Thanks for the explanation. Ill accept this so that you can land it, but I have more questions.
- If the slices you are taking are disjoint then you dont need to pass the result of the first split into second split right. All you need to do is take the tensor.insert_slice after the first split as the dest for the second tensor.insert_slice? If the requirement here is that the splits can be overlapping, then I understand how the getTiledImplementation does not help, but I am unclear of the use case of creating overlapping splits this way.
- Maybe the use of destination passing style interface will help. The current implementation of TilingInterface explicitly avoids making the assumption that we are using destination passing style operation. This is why the getDestinationOperands takes an OpBuilder as an argument. An operation can "build" the SSA value to use. When experimenting with IREE I had used the interface to implement tiling for tensor.extract_slice and tensor.insert_slice where that approach was useful. (I dont do this anymore in IREE cause it turned out to be just a silly thing to do, but a useful experiment with TilingInterface nevertheless to prove that this could be done). Returning a list of OpOperands for getDestinationOperands itself seems to be an assumption that the operation is in destination passing style. I want to not make that decision at the outset, and wait to see if this is indeed needed.

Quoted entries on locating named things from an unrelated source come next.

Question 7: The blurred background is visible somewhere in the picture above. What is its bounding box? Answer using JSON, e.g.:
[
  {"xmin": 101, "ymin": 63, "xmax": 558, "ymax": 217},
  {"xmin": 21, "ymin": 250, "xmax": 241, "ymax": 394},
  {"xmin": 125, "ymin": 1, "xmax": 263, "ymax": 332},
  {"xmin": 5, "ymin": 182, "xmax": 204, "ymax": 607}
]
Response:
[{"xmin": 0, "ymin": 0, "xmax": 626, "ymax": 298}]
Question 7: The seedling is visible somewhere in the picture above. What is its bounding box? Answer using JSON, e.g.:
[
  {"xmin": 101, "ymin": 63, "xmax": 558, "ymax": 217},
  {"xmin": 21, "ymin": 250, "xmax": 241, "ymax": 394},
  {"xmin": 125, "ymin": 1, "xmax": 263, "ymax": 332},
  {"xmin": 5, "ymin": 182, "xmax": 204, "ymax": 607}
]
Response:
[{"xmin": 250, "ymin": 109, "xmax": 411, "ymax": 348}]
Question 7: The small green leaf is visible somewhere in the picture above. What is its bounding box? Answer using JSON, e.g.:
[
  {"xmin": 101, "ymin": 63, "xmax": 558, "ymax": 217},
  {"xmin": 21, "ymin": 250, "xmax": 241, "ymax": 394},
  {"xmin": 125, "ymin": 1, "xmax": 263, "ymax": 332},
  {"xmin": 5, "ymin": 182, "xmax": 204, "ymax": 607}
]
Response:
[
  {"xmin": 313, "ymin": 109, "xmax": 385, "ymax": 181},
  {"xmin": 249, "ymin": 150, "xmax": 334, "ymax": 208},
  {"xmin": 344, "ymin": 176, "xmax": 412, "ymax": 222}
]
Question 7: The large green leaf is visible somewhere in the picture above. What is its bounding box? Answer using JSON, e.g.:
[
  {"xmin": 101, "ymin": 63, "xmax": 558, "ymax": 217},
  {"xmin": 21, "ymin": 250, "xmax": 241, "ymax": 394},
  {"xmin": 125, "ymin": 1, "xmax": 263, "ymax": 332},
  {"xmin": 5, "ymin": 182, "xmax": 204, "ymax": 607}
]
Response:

Also, I have been rethinking whether we even need the getDestinationOperands. It seems it has nothing to do with tiling at all and is an artifact of scf.for (i.e. destructive updates). I am thinking of dropping it and see what hell breaks loose.
This would confuse bufferization in the case of dynamic sizes, i.e., when it cannot prove inserts are disjoint. Try running it on https://gist.github.com/ftynse/d377db5cd8ab75870f1d8d74eb5fee46
- Maybe the use of destination passing style interface will help. The current implementation of TilingInterface explicitly avoids making the assumption that we are using destination passing style operation. This is why the getDestinationOperands takes an OpBuilder as an argument. An operation can "build" the SSA value to use. When experimenting with IREE I had used the interface to implement tiling for tensor.extract_slice and tensor.insert_slice where that approach was useful. (I dont do this anymore in IREE cause it turned out to be just a silly thing to do, but a useful experiment with TilingInterface nevertheless to prove that this could be done). Returning a list of OpOperands for getDestinationOperands itself seems to be an assumption that the operation is in destination passing style. I want to not make that decision at the outset, and wait to see if this is indeed needed.
Also, I have been rethinking whether we even need the getDestinationOperands. It seems it has nothing to do with tiling at all and is an artifact of scf.for (i.e. destructive updates). I am thinking of dropping it and see what hell breaks loose.
Here, I need the destination operand information to make that update work, and I can get it from either LinalgOpInterface or the proposed upstream interface. This is fine, tiling interface is for tiling, other transformations can have additional requirements. Not sure about the general case, I think as long as the particular implementation of tiling is able to insert partial results back somehow, it should be fine.
This would confuse bufferization in the case of dynamic sizes, i.e., when it cannot prove inserts are disjoint. Try running it on https://gist.github.com/ftynse/d377db5cd8ab75870f1d8d74eb5fee46
I think this is a missing part of bufferization. If during construction I know that there are things that are inplace-able, maybe some annotations on the op for bufferization to use would solve the issue. Anyway, dont need to solve it now...
It wasn't clear to me from the documentation if the offset supplied to getTiledImplementation is relative to the iteration space as returned by the interface or should also include the offset along the dimension in the space (which may be non-zero in the interface). Please advise.